Any time I have had that happen with credit cards or my Edward Jones accounts, service has been fast as yours, Lon.  Mistakes have been fully refunded and new cards issued within 3 days. It amazes me how fast they can respond.  It helps that I have put alerts on all accounts so I am called immediately if something goes over the limit I have set.  Going to visit family right after Christmas so I will alert Bank of America that I will be using a credit card in Louisiana so there will be no problem.


----------



## Ruthanne (Dec 8, 2017)

I had a fraudulent action on my account a few mos. ago too.  It was for far far less but the bank issued me a new card right away.


----------



## Bullie76 (Dec 9, 2017)

No experience with actually taking a hit on any accounts but Fidelity called me once indicating they detected someone trying to tamper with my acct. They changed all my acct numbers and issued a new debit card. That was 7 years ago or so. They stressed running virus protection software regularly. I mainly use a Chromebook now which is more secure than Window machines. Still have to use common sense, but overall safer.


----------



## Aunt Bea (Dec 9, 2017)

Bullie76 said:


> *No experience with actually taking a hit on any accounts but Fidelity called me once indicating they detected someone trying to tamper with my acct.* They changed all my acct numbers and issued a new debit card. That was 7 years ago or so.

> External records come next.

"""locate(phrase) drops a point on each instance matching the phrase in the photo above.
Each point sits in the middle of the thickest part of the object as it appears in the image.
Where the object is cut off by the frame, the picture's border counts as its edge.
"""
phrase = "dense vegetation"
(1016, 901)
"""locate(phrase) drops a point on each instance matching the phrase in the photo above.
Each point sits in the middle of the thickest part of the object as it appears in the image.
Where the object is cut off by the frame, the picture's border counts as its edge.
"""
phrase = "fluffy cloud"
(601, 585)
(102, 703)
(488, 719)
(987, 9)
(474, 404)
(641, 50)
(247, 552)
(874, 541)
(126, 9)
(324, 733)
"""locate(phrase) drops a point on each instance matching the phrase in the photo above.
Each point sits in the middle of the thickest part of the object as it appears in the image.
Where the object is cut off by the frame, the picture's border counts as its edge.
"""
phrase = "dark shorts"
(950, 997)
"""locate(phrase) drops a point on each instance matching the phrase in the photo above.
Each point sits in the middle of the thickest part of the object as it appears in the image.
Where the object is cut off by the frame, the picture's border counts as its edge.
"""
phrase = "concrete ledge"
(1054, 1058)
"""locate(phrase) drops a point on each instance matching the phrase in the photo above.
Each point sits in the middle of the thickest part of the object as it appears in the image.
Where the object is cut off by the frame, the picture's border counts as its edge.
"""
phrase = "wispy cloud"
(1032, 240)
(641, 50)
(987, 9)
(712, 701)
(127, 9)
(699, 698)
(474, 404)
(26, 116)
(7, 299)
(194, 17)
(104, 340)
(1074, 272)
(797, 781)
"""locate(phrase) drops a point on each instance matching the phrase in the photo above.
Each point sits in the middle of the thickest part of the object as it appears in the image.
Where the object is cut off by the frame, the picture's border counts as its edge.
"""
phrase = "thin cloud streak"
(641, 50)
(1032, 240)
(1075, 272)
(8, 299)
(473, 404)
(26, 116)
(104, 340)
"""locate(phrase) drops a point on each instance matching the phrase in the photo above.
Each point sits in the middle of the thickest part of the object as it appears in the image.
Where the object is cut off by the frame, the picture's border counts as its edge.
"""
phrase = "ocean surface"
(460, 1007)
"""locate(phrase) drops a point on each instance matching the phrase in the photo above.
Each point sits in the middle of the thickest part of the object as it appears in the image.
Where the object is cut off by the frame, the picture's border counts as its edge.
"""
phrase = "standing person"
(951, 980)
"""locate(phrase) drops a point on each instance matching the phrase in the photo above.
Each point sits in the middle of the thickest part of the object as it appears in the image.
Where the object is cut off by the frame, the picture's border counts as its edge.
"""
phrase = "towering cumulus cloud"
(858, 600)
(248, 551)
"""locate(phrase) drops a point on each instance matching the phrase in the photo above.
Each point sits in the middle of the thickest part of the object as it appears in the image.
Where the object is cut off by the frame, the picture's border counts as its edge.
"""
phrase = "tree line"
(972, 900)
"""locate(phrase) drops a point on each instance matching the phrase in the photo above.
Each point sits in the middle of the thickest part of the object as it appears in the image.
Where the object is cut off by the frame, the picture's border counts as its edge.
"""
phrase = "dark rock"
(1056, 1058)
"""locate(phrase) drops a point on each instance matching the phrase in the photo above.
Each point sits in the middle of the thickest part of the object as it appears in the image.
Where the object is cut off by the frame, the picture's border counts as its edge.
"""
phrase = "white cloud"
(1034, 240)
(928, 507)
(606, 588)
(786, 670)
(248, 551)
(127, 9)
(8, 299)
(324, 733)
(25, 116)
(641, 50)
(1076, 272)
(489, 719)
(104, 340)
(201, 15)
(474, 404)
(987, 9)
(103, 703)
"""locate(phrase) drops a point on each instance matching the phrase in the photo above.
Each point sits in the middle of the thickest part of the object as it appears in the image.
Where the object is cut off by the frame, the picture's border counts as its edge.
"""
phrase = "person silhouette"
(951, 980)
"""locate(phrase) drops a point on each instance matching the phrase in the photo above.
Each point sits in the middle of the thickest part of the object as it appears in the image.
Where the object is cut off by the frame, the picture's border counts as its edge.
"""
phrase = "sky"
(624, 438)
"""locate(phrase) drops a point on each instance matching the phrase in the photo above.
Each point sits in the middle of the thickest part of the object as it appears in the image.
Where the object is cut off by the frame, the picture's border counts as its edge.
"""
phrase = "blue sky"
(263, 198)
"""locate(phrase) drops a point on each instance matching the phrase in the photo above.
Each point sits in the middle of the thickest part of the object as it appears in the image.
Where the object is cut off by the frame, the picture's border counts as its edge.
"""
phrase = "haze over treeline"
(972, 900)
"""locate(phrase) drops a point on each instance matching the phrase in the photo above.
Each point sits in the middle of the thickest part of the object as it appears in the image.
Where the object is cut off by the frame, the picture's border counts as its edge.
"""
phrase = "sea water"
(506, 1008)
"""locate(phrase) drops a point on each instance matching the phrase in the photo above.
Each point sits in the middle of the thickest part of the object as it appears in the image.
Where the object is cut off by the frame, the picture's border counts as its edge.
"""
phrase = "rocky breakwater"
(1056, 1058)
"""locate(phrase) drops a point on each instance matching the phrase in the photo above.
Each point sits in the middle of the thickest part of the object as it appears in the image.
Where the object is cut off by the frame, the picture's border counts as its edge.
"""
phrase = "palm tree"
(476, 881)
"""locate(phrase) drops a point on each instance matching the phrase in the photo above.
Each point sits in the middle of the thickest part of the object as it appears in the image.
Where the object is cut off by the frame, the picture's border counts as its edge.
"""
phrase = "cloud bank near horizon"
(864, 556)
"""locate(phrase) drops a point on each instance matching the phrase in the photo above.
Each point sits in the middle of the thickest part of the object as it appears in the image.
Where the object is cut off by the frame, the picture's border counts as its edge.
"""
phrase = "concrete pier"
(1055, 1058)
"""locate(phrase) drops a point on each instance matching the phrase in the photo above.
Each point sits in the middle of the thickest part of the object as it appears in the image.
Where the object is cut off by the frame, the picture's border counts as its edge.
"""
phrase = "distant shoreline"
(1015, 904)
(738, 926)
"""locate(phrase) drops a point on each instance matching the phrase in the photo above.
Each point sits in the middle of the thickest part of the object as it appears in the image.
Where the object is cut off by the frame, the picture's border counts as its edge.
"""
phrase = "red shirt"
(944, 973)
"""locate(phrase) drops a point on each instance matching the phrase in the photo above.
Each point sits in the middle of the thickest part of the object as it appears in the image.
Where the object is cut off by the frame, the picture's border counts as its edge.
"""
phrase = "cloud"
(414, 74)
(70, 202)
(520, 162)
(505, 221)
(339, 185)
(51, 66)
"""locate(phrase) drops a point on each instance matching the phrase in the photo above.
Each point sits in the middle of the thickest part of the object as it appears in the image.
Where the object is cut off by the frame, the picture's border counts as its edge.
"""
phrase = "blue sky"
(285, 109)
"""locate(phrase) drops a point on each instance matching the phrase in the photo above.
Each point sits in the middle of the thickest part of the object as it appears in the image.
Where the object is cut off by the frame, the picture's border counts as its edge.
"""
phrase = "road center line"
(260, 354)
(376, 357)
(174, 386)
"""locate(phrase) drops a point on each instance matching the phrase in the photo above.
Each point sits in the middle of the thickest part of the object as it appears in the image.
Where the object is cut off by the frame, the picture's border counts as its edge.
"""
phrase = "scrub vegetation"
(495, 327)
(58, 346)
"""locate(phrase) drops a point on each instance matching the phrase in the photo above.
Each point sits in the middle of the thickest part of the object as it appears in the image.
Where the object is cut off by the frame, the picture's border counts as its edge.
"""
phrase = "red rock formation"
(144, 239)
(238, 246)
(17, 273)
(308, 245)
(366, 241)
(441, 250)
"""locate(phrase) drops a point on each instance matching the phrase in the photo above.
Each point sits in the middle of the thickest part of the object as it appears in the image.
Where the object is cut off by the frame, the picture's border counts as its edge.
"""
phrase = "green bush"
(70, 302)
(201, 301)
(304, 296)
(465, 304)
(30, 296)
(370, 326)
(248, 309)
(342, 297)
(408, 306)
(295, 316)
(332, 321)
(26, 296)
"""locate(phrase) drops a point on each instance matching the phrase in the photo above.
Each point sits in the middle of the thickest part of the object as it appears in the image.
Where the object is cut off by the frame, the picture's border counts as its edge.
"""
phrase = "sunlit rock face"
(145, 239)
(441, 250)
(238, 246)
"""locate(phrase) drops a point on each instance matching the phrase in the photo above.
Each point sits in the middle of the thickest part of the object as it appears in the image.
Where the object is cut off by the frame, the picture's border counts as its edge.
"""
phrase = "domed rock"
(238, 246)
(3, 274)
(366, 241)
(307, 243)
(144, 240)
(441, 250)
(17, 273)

They stressed running virus protection software regularly. I mainly use a Chromebook now which is more secure than Window machines. Still have to use common sense, but overall safer.



I had a similar incident with my Vanguard account a few years ago.  The person I spoke with laughed and said not to worry it happens all the time.  I shut down the internet access to the account and do any business I need to over the telephone.  It's not a big inconvenience for me because I only make a trade or redemption once or twice a year.  As I get older I would like to be able to use the internet for banking, bill paying, etc... but I am just not comfortable with it when I continue to read about massive security issues every few months.


----------



## OneEyedDiva (Jan 7, 2018)

I'm sorry this happened to you but it's good that it was resolved quickly and relatively painlessly. Schwab is my favorite brokerage to deal with since I have had nothing but positive experiences with them both online and by phone. Their website is very user friendly.  I never opened a checking account through them, however because I don't need a third checking account.


----------



## Pappy (Jan 7, 2018)

I had a incident last year...for a lousy $8.00. Had to wait for new cards and got the eight bucks back. Chase credit card.


----------



## jujube (Jan 7, 2018)

The last fraudulent charge that I had was for less than $5.  There was a Netflix charge on my VISA.  I don't and have never had a Netflix account, so that alerted me.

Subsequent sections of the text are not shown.